I’m not saying people don’t still look forward to parenting and claim it’s “the most valuable job in the world” but talk is cheap. We don’t treat parenting as though it matters. We know it’s a full-time job but few of us think it’s worth OUR time. It’s become a part time job, juggled with our “career” while we farm the kids out to daycare, nannies, kindergarten, afterschool programs, before school programs, weekend activities and summer camps.

We do all this, ironically, because parenting is not “enough” to make us feel “successful”. It’s not “hip”, “cool” or important enough.

If we saw our children as gifts, sent to us for a period of time, we might do a better job of caretaking them. If we appreciated our children as much as we do, say the vegetables in our garden, we might concentrate on giving them the very best soil and fertilizer we could. We might not try to make a tomato into a carrot. We might accept each individual for being what he was created to be, just as we accept all tomatoes, the large beefsteak as much as the small cherry variety. We might give each one the fertilizer and sunlight it needs to insure every grows to become the very best, richest, sweetest, ripest, juiciest version of himself he could possibly be. We might, but we don’t because we have adopted the crazy notion that we can alter who our children were born to be.

We were taught, growing up that there are narrow rules for being successful. The public school system spends 12 years pounding that message into us. Children are tested, graded and judged every step of the way.
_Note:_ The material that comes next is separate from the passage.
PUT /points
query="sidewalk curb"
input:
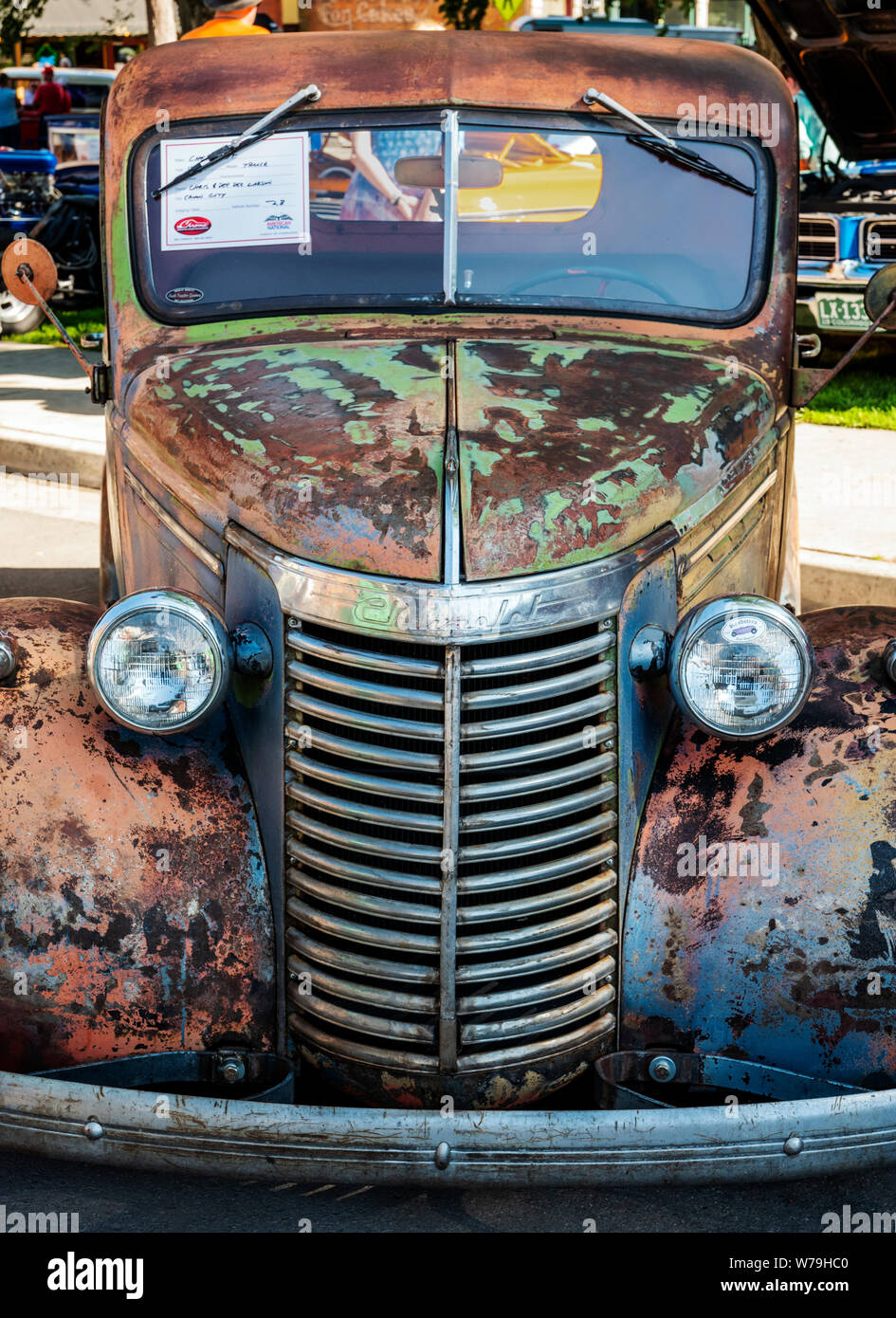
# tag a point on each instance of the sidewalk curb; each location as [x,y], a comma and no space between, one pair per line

Instead of spending energy to help children become the best version of themselves, we give them rigid rules for success and tell them to squeeze themselves into that mold. It does not work.

How much longer before we admit, you cannot turn a tomato into a carrot? We are what we are and ultimately will do what we are called to do. The “system’s” only real success is in making most of us waste years of our lives trying to “find our purpose”. When who we innately are does not line up with what we’ve been told will bring “success”, we spend years feeling “unsuccessful” and bad about not having “fulfilled our potential” or achieving success. We feel like underachievers.

Sure, there’s a small group of society that follows the success plan “successfully”. They complete college, maybe get a doctorate or other “degree”. They’ll end up with all the outward signs of success and every bit as many insecurities as the rest of us. Of course their downfall is that with no outward signs of failure, they beat themselves up even more, wondering what’s wrong with them that they’re still not fulfilled. it often takes until midlife to figure out that their living someone else’s idea of success – which neglected to include “happiness”. Enter midlife crisis.

If I were queen of the world we would be forced to redefine our definition of success, forced to admit that;
1) the only definition of success is “happiness”
2) no one has the ability to tell whether someone else is “successful”.
3) therefore we must ALL stop pushing the responsibility of defining success onto others, get a backbone, step up and define success for ourselves.

Once we did that, we would have no yardstick to judge each other by. We’d be forced to live up to our own standards, which we all know are much higher than someone else’s. We would listen to our own inner voice, do what we love and never stop. We would all become an accidental expert but we would keep going. We would have no intention to get it “right” because we would know that there is no such thing. There is only the love of doing.

If I were queen of the world I would give everyone that gift.